Differential Regulation of Strand-Specific Transcripts from Arabidopsis Centromeric Satellite Repeats
Author(s) -
Bruce May,
Zachary B. Lippman,
Yuda Fang,
David L. Spector,
Robert A. Martienssen
Publication year - 2005
Publication title -
plos genetics
Language(s) - English
Resource type - Journals
SCImago Journal Rank - 3.587
H-Index - 233
eISSN - 1553-7404
pISSN - 1553-7390
DOI - 10.1371/journal.pgen.0010079
Subject(s) - biology , genetics , heterochromatin , centromere , tandem repeat , schizosaccharomyces , schizosaccharomyces pombe , chromatin , chromosome , gene , genome , saccharomyces cerevisiae
Centromeres interact with the spindle apparatus to enable chromosome disjunction and typically contain thousands of tandemly arranged satellite repeats interspersed with retrotransposons. While their role has been obscure, centromeric repeats are epigenetically modified and centromere specification has a strong epigenetic component. In the yeast Schizosaccharomyces pombe, long heterochromatic repeats are transcribed and contribute to centromere function via RNA interference (RNAi). In the higher plant Arabidopsis thaliana, as in mammalian cells, centromeric satellite repeats are short (180 base pairs), are found in thousands of tandem copies, and are methylated. We have found transcripts from both strands of canonical, bulk Arabidopsis repeats. At least one subfamily of 180–base pair repeats is transcribed from only one strand and regulated by RNAi and histone modification.
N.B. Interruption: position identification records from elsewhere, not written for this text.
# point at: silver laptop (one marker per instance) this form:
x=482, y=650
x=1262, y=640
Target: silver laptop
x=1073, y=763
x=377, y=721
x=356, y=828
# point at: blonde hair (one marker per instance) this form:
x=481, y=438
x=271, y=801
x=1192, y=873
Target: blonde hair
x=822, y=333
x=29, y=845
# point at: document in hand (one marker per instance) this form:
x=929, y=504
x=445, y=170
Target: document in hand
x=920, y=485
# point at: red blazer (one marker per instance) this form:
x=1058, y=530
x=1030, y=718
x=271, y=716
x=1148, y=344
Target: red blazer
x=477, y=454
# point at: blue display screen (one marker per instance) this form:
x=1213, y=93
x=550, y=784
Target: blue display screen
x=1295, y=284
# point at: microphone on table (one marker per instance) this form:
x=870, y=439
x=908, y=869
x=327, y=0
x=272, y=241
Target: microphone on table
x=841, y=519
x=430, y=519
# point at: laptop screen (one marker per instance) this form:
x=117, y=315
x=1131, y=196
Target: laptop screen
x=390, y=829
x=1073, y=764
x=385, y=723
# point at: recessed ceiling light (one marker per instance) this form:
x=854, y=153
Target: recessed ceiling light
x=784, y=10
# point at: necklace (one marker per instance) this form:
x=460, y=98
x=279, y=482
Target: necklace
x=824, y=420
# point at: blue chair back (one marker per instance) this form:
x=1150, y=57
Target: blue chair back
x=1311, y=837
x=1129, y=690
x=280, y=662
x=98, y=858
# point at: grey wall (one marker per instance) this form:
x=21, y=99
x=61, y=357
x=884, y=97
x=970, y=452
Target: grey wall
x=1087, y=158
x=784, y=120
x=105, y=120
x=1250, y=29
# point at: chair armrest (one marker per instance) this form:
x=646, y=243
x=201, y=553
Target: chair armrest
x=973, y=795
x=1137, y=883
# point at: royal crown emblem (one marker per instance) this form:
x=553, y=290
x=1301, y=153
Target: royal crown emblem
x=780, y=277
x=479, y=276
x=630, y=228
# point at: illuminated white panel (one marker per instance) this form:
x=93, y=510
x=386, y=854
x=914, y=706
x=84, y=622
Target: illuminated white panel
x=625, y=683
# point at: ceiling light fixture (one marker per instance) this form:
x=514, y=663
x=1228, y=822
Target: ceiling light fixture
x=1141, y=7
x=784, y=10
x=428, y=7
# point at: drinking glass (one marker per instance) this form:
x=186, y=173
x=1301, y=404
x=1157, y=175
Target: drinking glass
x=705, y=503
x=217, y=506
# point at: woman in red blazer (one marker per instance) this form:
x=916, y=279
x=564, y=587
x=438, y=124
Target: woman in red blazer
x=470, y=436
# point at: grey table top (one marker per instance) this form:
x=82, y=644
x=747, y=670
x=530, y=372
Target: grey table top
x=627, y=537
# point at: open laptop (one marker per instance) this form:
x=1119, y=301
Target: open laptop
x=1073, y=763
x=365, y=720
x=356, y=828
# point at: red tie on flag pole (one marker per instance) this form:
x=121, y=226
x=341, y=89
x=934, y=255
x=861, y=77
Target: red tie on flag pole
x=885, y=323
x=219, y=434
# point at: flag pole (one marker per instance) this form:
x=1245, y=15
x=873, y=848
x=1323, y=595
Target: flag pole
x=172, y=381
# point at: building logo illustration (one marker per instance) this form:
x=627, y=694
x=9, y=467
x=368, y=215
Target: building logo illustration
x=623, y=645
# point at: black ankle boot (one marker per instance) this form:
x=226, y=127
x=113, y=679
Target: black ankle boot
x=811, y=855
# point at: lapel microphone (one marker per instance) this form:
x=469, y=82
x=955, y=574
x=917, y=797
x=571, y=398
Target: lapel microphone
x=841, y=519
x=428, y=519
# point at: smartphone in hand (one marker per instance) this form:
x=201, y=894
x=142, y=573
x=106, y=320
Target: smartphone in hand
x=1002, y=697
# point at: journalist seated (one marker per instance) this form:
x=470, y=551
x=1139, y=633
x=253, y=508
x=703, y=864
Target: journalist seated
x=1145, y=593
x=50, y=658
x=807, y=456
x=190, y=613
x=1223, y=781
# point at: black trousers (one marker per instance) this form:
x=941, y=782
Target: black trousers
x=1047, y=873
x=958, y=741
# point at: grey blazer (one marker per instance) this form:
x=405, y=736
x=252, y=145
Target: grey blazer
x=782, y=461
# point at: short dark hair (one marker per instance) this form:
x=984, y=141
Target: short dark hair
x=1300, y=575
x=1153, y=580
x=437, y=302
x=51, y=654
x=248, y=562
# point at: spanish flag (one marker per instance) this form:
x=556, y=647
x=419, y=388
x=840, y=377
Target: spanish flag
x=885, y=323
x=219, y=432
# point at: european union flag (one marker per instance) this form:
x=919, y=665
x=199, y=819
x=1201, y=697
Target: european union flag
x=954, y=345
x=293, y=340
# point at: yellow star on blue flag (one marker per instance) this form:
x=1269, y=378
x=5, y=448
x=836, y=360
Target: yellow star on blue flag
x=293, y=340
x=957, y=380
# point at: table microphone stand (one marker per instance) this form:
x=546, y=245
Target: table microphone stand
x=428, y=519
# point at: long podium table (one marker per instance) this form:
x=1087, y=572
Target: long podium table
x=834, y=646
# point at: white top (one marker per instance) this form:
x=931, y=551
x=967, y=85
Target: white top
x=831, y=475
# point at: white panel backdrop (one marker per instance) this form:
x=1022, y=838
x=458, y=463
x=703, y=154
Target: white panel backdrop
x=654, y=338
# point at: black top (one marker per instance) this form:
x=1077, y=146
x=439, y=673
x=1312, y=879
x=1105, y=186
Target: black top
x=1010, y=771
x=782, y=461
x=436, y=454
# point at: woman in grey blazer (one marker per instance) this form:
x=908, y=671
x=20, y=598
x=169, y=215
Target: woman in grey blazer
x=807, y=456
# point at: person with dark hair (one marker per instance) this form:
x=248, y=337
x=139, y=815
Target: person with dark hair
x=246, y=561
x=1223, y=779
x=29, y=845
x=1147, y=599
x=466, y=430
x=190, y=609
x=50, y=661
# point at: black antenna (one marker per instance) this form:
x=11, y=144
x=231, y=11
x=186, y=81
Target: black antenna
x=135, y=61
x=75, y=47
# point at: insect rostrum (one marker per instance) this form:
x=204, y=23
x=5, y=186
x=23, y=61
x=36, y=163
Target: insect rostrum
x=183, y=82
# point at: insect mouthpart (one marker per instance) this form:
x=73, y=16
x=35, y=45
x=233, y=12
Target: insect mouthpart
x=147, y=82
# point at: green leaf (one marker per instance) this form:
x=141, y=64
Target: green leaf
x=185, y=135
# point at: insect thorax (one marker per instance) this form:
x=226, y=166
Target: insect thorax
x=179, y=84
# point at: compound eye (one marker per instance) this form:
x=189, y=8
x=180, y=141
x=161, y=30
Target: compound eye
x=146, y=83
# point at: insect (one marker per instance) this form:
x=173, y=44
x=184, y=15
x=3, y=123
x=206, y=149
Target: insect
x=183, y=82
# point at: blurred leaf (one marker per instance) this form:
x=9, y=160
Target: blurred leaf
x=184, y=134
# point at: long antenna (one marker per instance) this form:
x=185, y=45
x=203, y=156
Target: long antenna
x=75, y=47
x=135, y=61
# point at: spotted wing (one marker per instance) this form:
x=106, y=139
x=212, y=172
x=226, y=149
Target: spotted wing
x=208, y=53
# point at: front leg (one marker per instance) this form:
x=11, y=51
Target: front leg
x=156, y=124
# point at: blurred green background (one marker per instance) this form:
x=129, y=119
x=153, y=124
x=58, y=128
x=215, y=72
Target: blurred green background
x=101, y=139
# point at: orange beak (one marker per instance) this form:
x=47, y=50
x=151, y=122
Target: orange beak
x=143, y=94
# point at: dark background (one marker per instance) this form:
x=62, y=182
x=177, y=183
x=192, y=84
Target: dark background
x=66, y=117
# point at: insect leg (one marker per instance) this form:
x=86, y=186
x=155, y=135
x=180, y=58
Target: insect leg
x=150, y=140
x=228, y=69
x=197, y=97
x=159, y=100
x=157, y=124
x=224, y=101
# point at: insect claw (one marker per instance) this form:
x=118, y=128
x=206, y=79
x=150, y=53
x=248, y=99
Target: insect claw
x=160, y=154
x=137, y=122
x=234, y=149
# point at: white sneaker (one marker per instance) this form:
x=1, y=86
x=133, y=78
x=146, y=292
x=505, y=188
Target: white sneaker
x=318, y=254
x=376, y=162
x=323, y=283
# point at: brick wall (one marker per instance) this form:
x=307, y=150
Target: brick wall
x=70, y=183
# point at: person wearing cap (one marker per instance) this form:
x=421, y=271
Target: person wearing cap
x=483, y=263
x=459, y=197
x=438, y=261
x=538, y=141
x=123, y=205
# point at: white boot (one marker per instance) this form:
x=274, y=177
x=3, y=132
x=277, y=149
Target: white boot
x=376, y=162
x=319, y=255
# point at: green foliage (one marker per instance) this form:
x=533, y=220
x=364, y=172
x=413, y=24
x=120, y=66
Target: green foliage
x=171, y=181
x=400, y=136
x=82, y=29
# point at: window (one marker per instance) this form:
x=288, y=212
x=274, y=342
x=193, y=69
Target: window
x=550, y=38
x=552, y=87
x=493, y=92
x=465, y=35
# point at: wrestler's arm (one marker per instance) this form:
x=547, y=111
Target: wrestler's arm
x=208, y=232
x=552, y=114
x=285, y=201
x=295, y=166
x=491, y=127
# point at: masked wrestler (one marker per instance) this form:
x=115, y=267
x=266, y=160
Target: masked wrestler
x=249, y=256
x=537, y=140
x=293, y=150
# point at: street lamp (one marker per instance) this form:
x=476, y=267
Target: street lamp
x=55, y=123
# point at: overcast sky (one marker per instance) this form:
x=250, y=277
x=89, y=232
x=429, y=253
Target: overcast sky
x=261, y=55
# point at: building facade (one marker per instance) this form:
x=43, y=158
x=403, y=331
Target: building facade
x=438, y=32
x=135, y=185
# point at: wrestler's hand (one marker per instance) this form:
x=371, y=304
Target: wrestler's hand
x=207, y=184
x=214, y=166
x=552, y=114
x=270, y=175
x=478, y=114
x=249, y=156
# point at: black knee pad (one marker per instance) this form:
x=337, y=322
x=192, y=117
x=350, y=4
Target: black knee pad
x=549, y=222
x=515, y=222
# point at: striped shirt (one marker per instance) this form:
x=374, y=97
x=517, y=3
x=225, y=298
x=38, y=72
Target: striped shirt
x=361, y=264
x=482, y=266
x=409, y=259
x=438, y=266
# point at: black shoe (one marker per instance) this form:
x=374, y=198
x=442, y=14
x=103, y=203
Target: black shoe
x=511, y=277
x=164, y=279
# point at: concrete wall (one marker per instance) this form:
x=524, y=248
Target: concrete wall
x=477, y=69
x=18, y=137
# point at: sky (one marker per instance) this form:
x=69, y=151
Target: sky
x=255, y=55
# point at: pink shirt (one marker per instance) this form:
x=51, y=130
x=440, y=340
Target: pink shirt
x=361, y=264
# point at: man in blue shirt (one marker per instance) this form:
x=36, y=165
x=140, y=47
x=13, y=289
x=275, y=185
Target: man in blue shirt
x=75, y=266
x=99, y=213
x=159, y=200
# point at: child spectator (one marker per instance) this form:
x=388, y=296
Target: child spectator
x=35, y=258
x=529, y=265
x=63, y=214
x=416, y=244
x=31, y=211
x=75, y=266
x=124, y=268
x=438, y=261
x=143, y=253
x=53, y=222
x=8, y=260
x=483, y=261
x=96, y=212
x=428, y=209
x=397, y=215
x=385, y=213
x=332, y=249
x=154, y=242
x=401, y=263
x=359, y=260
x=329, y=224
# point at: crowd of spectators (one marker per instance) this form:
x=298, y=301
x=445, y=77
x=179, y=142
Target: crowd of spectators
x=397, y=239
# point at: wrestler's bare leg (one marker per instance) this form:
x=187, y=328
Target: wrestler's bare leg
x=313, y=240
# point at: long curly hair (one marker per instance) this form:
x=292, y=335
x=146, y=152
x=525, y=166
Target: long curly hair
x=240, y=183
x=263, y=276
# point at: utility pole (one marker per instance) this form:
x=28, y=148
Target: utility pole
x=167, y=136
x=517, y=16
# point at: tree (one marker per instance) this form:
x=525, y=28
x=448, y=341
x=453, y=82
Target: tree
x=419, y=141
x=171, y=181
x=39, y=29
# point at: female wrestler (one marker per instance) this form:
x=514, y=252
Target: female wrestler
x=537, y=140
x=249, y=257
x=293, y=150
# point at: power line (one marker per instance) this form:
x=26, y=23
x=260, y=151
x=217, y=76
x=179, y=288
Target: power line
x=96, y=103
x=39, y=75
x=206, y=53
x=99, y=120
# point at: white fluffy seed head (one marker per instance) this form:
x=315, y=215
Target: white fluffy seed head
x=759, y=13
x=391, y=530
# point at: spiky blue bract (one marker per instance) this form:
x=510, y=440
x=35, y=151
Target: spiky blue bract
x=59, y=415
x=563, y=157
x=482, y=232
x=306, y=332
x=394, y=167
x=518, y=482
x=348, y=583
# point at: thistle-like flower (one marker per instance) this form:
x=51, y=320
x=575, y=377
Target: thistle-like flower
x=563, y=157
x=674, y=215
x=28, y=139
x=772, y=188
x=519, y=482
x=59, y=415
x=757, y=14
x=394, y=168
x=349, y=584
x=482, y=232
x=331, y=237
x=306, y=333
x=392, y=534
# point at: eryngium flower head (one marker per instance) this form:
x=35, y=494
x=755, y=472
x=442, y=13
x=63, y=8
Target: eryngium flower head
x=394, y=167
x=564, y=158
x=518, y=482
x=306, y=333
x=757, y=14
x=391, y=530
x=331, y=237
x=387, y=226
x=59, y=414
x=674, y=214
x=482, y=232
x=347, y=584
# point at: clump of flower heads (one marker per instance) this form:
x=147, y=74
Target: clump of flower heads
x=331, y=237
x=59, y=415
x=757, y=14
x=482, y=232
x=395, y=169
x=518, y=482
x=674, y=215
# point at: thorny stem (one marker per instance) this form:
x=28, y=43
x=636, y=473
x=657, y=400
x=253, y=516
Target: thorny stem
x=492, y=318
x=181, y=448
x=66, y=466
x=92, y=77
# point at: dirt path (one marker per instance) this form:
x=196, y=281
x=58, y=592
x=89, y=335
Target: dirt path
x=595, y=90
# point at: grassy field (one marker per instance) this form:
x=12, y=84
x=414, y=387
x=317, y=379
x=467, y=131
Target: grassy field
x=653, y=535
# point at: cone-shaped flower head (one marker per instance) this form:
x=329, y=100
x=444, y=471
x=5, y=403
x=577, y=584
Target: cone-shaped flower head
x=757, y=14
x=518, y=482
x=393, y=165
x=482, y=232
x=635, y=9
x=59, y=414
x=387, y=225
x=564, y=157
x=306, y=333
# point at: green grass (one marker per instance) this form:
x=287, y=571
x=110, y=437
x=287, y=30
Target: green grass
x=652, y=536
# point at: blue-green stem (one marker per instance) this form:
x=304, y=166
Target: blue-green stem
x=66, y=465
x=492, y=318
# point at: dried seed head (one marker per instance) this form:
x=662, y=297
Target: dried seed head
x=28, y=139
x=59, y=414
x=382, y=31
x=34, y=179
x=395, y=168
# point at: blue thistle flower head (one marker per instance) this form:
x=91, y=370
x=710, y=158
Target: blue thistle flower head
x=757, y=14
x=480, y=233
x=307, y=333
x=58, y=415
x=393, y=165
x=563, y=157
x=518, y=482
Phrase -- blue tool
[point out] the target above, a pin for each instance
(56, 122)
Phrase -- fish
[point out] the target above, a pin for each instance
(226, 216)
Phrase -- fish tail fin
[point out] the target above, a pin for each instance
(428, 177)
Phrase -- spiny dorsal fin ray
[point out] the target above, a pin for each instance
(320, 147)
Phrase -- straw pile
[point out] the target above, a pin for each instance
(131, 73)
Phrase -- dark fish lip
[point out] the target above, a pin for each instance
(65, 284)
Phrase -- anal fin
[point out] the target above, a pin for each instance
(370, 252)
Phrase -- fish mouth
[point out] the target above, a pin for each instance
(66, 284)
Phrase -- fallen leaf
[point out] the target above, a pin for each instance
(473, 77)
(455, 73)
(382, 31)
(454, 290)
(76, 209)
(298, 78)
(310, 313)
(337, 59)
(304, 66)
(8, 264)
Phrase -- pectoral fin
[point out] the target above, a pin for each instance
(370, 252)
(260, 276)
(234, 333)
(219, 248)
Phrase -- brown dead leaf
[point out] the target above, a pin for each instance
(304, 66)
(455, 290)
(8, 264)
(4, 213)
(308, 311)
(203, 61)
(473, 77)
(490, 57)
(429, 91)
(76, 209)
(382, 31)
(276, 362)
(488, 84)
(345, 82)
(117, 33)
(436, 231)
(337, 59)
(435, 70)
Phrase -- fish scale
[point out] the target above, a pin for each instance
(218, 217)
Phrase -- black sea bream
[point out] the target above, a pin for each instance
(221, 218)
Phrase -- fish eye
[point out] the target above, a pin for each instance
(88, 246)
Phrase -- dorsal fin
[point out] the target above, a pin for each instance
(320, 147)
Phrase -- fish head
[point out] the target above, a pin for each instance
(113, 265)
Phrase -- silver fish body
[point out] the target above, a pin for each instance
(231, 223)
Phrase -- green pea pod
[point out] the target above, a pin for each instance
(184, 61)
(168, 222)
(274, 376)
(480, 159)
A second subfamily of repeats is also silenced, but silencing is lost on both strands in mutants in the CpG DNA methyltransferase MET1, the histone deacetylase HDA6/SIL1, or the chromatin remodeling ATPase DDM1. This regulation is due to transcription from Athila2 retrotransposons, which integrate in both orientations relative to the repeats, and differs between strains of Arabidopsis. Silencing lost in met1 or hda6 is reestablished in backcrosses to wild-type, but silencing lost in RNAi mutants and ddm1 is not. Twenty-four–nucleotide small interfering RNAs from centromeric repeats are retained in met1 and hda6, but not in ddm1, and may have a role in this epigenetic inheritance. Histone H3 lysine-9 dimethylation is associated with both classes of repeats. We propose roles for transcribed repeats in the epigenetic inheritance and evolution of centromeres.